The project with Katelyn began because her occupational therapist from Memorial Neurological Outpatient Therapy, Heather Beaver, heard about SERO and contacted Brenner.

Robotic arm with joystick tests

SERO bought a $300 robot arm, which Cunningham hoped to reprogram so that Katelyn could control it with a joystick. Boyle chose a more mechanical approach of extension pipes and joints because he thought that would feel more natural and independent. Brenner encouraged the dual approach so there would be several options and mild competition.

“Part of what we learn here is to fail fast,” Cunningham said. “Try the fastest approach and get the concept down. Then refine it.”

The robot arm created immediate delays when the students tried to calibrate it and change its speed and scoop motion. Cunningham’s team downloaded open-source programs off the Internet to try to reprogram it. The joystick also proved unwieldy for Katelyn.

Boyle started with a computer-aided design program, plugged in table and chair dimensions, then went to Home Depot for PVC pipe and clamps. Early versions used rubber bands for tension and duct tape to hold on a fork. He said the plastic may not look great but it’s more lightweight and easier to shape than metal.

Calibration of concept arm

Boyle had Katelyn test his first version to see what needed to be improved. When she leans forward too far, Noblitt said, her choking hazard increases. So Boyle went back to the shop, redesigned his joints and pipe lengths, switched springs for rubber bands, and found a rubber piece designed to hold eating utensils.

For months, both teams kept refining their contraptions late into the night. At one point, they were forced into the hallway by a freshman project crowding the machine shop. They tailored their designs just for Katelyn, Boyle said, but there could be other patients with similar limits.

“It’s always better to design for a specific client and then later back out to produce for a bigger market,” he said. “I had a similar experience when I interned for a company.”

Payoff

“Is this cool or what? You're doing it all by yourself”

With the semester coming to a close, Boyle and Cunningham met with Katelyn on April 21 to try the latest refinements of the PVC pipe system. Boyle clamped the device to the table while Cunningham helped Katelyn attach a Velcro strap to secure her right arm into the handle portion.
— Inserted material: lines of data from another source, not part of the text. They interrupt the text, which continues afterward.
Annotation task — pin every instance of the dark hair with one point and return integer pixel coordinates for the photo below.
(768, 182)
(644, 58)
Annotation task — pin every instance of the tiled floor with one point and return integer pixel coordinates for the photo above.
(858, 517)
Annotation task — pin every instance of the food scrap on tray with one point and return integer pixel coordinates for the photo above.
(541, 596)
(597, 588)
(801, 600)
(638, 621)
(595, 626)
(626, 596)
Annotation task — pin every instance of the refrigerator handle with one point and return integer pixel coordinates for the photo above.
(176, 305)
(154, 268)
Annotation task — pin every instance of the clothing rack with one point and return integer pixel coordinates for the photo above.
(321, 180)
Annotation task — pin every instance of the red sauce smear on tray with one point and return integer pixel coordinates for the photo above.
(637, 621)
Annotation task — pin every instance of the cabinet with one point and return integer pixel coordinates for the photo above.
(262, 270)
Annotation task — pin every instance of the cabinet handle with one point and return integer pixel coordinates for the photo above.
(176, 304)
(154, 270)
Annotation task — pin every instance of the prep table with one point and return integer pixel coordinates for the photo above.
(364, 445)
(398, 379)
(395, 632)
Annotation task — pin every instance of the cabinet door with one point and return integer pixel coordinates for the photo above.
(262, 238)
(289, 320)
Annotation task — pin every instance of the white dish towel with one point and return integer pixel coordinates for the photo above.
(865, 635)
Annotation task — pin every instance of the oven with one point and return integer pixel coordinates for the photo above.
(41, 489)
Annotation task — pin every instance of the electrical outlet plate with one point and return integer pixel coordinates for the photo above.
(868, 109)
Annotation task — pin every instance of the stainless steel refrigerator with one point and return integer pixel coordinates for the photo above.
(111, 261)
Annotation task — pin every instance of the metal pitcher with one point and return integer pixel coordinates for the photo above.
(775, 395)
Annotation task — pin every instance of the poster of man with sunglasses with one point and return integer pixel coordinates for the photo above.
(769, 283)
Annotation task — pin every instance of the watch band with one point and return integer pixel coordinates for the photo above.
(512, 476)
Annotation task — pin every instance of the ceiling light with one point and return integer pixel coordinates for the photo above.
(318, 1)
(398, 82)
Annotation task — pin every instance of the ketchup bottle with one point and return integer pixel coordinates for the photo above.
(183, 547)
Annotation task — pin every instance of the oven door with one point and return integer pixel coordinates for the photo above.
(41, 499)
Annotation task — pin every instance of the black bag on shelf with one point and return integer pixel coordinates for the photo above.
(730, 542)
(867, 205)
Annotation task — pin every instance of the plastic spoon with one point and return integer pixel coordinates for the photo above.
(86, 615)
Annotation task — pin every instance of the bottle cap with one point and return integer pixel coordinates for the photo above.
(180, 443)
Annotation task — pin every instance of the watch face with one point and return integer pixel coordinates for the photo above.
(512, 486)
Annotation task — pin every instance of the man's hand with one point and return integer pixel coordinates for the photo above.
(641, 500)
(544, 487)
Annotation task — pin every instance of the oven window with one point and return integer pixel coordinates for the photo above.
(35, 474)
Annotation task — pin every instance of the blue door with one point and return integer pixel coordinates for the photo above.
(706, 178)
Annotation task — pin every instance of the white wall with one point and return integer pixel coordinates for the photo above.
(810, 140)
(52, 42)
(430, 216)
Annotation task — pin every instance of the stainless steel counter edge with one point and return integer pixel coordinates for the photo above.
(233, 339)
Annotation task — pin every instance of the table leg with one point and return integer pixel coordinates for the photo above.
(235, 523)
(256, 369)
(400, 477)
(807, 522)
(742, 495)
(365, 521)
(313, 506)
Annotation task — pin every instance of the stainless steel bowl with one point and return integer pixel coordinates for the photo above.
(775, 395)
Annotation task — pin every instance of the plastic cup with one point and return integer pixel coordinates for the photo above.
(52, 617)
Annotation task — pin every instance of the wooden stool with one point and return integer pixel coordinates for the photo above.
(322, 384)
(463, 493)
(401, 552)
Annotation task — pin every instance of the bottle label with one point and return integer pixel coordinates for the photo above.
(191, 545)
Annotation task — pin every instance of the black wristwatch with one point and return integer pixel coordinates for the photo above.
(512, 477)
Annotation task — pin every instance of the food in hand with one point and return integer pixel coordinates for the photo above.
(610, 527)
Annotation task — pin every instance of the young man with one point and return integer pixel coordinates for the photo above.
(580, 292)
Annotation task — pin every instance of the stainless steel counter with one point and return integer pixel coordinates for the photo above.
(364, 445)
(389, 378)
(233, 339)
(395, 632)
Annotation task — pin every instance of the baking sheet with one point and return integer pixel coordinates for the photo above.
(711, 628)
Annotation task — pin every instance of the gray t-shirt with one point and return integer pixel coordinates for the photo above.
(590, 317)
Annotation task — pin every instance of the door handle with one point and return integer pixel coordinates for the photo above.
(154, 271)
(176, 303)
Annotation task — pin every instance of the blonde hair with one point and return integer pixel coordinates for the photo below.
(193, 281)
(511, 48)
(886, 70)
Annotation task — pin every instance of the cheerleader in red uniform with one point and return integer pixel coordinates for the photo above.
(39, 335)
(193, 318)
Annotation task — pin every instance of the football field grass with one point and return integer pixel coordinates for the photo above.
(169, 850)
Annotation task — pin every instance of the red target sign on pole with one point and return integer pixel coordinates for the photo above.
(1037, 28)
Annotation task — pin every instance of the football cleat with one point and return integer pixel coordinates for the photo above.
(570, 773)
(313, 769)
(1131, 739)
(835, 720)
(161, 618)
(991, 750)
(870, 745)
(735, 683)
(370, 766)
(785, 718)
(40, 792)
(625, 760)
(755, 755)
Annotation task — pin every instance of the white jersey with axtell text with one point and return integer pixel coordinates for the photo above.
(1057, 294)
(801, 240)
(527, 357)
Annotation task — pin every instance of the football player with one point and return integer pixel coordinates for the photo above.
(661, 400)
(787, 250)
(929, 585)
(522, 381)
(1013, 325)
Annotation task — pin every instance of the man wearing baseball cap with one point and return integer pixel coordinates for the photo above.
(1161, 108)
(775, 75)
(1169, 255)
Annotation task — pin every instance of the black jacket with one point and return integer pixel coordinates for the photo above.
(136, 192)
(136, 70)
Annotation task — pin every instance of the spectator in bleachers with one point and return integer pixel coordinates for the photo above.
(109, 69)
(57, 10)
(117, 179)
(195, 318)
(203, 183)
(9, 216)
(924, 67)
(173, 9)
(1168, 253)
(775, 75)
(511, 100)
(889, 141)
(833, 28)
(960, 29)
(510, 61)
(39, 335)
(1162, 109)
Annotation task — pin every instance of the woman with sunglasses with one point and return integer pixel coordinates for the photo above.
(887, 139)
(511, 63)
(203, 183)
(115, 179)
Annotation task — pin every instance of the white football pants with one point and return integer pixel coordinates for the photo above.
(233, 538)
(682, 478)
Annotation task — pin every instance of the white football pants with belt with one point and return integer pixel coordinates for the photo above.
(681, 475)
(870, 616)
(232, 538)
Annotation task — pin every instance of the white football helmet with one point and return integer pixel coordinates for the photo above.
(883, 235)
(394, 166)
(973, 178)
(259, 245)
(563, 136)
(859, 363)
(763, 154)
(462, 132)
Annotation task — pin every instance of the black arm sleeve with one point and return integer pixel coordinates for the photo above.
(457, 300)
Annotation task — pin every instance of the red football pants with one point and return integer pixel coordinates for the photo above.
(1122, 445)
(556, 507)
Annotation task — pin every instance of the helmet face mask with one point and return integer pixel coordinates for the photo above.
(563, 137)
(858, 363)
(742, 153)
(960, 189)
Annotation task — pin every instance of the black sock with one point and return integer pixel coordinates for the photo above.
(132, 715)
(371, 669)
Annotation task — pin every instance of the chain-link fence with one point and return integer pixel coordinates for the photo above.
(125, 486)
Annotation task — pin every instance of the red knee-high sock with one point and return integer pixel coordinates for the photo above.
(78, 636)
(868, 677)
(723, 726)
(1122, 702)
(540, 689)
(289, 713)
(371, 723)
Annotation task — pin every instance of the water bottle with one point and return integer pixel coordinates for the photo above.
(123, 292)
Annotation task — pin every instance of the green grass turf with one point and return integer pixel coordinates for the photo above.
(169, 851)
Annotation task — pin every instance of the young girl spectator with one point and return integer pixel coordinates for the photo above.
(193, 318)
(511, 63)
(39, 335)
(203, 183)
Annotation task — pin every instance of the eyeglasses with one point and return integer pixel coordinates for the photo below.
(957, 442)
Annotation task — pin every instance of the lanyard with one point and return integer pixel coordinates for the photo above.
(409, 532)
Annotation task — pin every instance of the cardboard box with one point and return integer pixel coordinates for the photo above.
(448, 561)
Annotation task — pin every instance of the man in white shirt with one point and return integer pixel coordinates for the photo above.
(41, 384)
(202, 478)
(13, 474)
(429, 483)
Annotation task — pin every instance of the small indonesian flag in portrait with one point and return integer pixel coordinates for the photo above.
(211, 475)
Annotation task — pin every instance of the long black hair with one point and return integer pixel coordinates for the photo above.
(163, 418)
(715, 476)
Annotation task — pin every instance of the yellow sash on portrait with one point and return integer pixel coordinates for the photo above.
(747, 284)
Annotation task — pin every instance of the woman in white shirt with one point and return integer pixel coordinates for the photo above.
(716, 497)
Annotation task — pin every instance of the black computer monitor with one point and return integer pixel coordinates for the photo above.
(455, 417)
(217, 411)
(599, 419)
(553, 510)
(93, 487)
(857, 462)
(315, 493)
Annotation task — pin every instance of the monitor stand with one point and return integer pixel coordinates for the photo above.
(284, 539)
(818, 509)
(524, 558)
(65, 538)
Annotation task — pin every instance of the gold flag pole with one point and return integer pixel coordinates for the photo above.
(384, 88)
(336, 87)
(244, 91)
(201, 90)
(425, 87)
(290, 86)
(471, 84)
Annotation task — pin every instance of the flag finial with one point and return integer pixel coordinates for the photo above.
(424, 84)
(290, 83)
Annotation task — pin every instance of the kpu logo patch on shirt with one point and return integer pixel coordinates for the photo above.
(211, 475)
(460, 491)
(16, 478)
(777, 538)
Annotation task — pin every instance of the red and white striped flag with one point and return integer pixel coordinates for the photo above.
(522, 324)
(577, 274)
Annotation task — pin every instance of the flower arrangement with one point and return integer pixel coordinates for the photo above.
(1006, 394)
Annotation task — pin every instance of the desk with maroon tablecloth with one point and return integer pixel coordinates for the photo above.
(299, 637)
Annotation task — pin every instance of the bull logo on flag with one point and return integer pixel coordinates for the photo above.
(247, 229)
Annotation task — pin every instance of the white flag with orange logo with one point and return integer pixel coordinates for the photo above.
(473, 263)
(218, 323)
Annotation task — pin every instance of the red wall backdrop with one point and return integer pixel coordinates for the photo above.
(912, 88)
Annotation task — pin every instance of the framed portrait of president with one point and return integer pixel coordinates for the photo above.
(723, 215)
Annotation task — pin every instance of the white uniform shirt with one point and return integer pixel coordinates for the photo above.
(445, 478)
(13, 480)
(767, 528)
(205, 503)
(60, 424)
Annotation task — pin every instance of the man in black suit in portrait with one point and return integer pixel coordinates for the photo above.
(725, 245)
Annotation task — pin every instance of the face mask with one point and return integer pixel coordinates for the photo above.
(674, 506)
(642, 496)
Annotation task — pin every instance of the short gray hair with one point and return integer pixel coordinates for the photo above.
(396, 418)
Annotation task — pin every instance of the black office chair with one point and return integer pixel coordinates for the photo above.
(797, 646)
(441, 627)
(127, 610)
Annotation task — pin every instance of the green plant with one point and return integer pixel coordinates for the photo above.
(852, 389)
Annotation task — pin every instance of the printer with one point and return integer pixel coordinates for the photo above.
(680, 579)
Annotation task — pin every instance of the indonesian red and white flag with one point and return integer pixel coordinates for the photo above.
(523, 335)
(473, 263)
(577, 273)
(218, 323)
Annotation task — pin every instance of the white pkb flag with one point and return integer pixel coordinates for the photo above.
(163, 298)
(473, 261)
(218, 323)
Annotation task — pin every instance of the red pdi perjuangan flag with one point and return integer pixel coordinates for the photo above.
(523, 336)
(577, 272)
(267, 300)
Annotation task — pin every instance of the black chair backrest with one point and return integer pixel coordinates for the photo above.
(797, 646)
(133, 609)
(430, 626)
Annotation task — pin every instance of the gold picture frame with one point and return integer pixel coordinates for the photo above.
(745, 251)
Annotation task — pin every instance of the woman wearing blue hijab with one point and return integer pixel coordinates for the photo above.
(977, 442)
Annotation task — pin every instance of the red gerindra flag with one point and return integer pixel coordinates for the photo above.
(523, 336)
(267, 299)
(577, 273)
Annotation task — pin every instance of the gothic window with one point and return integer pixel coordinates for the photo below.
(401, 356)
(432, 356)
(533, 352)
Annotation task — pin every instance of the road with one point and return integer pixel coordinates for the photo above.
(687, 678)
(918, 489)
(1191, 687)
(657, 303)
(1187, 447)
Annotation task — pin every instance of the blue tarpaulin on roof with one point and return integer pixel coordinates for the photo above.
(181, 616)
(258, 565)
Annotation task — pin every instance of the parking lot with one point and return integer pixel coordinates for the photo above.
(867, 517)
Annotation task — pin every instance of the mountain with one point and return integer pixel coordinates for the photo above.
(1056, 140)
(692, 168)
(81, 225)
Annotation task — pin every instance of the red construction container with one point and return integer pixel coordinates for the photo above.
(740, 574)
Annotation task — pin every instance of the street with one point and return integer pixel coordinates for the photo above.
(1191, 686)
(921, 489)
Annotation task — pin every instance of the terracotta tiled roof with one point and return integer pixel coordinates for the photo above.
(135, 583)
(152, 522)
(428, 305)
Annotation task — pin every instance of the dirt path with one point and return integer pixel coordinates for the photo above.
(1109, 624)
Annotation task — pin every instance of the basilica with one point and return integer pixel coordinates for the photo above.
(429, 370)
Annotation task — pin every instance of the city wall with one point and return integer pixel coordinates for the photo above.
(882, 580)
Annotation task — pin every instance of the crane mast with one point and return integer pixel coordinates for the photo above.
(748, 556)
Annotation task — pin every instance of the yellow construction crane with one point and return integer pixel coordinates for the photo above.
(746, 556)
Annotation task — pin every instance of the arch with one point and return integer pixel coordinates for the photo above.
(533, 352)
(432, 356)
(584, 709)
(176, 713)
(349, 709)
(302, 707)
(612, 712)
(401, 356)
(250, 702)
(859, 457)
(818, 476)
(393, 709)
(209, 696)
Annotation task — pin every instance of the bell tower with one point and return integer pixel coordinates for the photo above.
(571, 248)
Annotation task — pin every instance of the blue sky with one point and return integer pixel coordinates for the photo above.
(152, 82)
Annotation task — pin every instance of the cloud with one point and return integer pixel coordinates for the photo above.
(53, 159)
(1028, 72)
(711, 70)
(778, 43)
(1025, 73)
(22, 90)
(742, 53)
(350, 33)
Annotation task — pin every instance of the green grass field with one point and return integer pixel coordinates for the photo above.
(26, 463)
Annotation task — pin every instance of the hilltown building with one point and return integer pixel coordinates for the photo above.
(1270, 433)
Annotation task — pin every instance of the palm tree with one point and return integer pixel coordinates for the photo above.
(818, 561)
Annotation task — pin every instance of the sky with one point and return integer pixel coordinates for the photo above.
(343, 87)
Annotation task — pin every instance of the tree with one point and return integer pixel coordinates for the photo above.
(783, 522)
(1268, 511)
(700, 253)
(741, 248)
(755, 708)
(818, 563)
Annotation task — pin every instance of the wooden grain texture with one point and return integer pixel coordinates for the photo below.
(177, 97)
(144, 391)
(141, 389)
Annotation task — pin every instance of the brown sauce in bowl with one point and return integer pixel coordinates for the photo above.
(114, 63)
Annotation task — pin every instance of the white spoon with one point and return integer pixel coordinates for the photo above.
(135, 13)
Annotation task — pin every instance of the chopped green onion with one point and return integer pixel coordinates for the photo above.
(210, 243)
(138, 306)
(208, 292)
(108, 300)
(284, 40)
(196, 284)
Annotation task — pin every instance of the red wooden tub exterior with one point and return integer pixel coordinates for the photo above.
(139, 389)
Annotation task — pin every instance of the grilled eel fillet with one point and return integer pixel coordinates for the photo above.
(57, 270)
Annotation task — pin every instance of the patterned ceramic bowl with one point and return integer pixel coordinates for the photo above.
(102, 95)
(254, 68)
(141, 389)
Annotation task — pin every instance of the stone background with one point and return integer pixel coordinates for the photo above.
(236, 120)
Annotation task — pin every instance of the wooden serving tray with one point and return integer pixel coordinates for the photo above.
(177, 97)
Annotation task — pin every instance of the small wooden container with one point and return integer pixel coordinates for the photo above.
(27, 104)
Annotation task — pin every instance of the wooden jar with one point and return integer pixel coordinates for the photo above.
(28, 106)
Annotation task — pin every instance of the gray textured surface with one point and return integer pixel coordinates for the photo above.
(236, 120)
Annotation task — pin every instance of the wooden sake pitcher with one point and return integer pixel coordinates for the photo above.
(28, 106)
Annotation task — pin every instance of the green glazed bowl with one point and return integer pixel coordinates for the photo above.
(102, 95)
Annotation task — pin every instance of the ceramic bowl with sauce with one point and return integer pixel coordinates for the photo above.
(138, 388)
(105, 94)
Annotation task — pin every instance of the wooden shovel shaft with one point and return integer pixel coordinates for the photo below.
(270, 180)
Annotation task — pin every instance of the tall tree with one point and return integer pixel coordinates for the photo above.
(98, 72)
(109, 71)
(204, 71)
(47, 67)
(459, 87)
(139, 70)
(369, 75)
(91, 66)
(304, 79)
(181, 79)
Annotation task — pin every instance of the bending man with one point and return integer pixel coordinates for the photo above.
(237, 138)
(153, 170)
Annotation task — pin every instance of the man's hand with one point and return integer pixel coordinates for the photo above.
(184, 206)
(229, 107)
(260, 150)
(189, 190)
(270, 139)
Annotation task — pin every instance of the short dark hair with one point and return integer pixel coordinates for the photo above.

Cunningham had baked brownie balls and brought fresh fruit. Katelyn chose the healthier option. She pushed down to stab a piece of fruit, and the new spring pushed the fork back up while she manipulated the joints to twist the fork toward her mouth. Using both arms, she found better control.

Boyle and Cunningham meet with Katelyn

The process would take some practice, but it got an immediate thumbs up from Katelyn. Next, she stabbed a blackberry and maneuvered the fork to pop it into her mouth. Beaver, her therapist, was overwhelmed, saying with tears in her eyes: “How many years have we waited for this?”

Noblitt rubbed her daughter’s shoulders. “Is this cool or what?” she whispered in her ear. “You’re doing it all by yourself.”

Boyle explained that he’d make a few more changes based on the latest results and give the device to Katelyn to practice during the summer. She could give feedback to the SERO group that will work to improve it next year. Katelyn kept feeding herself fruit, seemingly more to enjoy the process than out of hunger. Cunningham thanked her for working with SERO.

“This is amazing,” Boyle said. “It’s the best possible use of what we’re learning. Often, we just take a test, but this is great to see the results.”

Katelyn leaned over her iPad and typed a message: “Like it. I’m so very happy.”

She slid the iPad toward the SERO students and pressed a button to speak the words out loud: “Like it. I’m so very happy.”